In a recent survey by management consultants Impact Achievement Group with their partner HRmarketer about 48% of all respondents felt the surveys did not provide an honest and accurate employee assessment, compared to only 31% who did.
These findings go to show how many and why many workers today do not answer employee surveys honestly. However, companies actually do need this data to be accurate for these surveys to be of any use to them.
Below are three key reasons why you should answer employee surveys honestly.
It will improve the company’s productivity
Honest, balanced and fair responses to your employee survey can help management improve your organisation’s processes. As an employee, your vantage point is unique and important to the company’s performance. And yes it is risky to complain, no one is here to deny the reality of corporate politics.
The key is to give praise for the things being done well in addition to pointing out what has room for improvement. Offer constructive criticism/feedback, including offering possible solutions instead of just complaining about problems.
Constructive feedback highlights to your bosses that the problem you are raising is hampering you to the point where you have even gone ahead to come up with a solution.
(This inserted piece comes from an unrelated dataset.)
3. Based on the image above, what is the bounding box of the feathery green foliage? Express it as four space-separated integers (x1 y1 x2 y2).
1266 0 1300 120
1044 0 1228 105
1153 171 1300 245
Honest, balanced and fair responses to your employee survey can help management improve your organisation’s processes.
Your honest answers may make your job easier
Remembering that this is your workplace you want it to be comfortable and you want it to help you be efficient in your job, it is in your best interests to try to improve it by all the means availed to you.
Think about it: if no one brings issues to the attention of the only people who can get them resolved, they can only get worse. Management can use your honest feedback make the company a better place to work.
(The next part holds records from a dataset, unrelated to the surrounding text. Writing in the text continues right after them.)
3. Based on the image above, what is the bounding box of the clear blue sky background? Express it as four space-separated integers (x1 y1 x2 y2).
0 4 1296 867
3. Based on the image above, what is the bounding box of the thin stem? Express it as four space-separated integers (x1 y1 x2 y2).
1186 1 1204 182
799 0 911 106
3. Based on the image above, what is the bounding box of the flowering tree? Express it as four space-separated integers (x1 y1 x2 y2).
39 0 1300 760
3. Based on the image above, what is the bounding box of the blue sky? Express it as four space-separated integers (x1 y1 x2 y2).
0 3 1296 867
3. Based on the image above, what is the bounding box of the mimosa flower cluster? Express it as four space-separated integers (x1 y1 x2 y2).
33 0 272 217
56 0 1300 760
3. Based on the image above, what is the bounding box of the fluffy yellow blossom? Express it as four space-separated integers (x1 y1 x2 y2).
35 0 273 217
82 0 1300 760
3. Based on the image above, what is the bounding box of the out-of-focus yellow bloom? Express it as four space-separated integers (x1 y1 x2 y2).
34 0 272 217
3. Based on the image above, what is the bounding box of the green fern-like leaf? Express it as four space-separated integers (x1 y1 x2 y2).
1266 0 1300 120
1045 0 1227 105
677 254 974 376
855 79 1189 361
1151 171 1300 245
They really want to know what employees are thinking and how to make things better. The fact that they send out these employee surveys in the first place shows that they are aware that the temperature of the workplace is worth measuring, so they likely want honest criticisms rather than false positive feedback.
Give specific examples that can back up your opinions to give your answers more credibility.
You have a voice in the company, embrace it
Your opinion does matter in a work environment, that’s why they are trying to scoop your opinions out of you so by all means you should answer employee surveys honestly! Even though this is not really a vote where they have to do what the majority suggests this still is your opportunity to be well heard.
Administering employee surveys can cost significant amounts of time and money, but companies hope that the return on this investment will be a much clearer understanding of how employees feel about the organisation and what changes they can put in place in order to make meaningful improvements.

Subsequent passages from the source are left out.